1. Get a very firm grip on your business costs.

Have a very precise idea of, for example, the costs of your office space, petrol to see clients, personal assistant’s salary, catering bill, electricity bill and taxes. A well run business pays attention to all of these things so you are able to be realistic about profits.

2. Differentiate yourself through your value proposition

Ultimately charging a fee means that clients need to understand and be willing to pay for the value you offer. Be precise about what you offer, and package it in a way that is useful and attractive to clients. In addition, different clients will be able to afford different levels of service. There could thus be advantages to delivering your value proposition in different packages, and charging accordingly.

3. How will you handle the admin in terms of collections and invoicing?

Have a clear plan in place for handling defaulting clients. Avoid this scenario by having legal contracts in place.

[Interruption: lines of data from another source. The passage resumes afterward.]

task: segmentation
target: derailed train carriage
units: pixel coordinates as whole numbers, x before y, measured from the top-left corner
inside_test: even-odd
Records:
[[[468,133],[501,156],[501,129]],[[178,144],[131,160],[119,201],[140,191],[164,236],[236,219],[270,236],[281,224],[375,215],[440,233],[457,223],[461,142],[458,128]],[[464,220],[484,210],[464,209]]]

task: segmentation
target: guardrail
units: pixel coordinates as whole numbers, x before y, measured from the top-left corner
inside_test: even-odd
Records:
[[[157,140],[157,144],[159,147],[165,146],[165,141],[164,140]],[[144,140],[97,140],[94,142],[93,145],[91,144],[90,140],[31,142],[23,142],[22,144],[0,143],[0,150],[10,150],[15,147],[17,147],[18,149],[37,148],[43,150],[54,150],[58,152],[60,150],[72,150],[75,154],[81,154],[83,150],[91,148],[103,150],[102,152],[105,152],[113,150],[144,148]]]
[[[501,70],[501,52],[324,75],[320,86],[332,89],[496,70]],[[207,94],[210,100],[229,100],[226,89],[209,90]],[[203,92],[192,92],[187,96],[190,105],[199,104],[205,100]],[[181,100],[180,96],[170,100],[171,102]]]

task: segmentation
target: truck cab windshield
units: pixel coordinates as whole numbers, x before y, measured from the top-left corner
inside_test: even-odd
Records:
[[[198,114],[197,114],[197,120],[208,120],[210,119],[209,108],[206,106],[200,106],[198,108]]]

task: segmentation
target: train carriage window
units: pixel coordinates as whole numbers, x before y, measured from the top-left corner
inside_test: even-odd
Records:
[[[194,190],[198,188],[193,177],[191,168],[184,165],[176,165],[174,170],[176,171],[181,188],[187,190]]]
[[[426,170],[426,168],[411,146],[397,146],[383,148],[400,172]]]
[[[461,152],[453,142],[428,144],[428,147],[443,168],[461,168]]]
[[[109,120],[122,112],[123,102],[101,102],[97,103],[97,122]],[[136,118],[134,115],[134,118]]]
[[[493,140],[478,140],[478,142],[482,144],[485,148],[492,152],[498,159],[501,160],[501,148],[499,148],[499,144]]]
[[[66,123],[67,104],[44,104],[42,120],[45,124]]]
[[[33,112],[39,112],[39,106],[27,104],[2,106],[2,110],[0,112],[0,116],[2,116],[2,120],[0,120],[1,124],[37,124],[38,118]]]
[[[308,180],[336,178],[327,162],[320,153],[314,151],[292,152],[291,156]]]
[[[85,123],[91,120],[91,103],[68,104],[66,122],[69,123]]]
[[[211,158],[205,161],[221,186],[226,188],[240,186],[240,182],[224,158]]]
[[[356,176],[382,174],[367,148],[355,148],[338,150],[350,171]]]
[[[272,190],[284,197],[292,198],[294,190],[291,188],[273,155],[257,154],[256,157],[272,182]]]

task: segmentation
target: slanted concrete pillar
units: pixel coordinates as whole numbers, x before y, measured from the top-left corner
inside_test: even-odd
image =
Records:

4. Look for ways to ensure regular income to help cash flow and ensure costs can be covered.

Risk products which still see intermediaries earn a specified commission upfront and the rest paid out over the policy term or an ongoing retainer can secure a certain level of service on a monthly basis. If you opt for the retainer route, make sure you clearly define what is included on the retainer and what is not. This will help you avoid spending time doing things you are not compensated for, which can make the retainer unprofitable. Also ensure to review your fee on an annual basis, which will also give you an opportunity to revisit your services offered.

5. Get your invoicing systems in place and tight
.
Invoicing, collecting and contracting are vital to keeping your business afloat. There needs to be an upfront contract stipulating the terms of the client and intermediary agreement. In the past, the insurance provider handled the entire process, including fee collection and the legal ramifications of clients defaulting on payments. Now, this will be up to the intermediary, which presents an opportunity for a closer relationship with a client.

6. Consider investing in a good accountant from the outset.

Handing over the financial management of your company to someone else will allow you to focus on your core skills of giving financial advice to clients. They can take care of profitability and advise on pricing models, cash flow, taxes, among other things.

The key is to start planning ahead. If you haven’t done so already, it may be worth spending some time dedicated to upfront planning and research, which can benefit you greatly in the long run.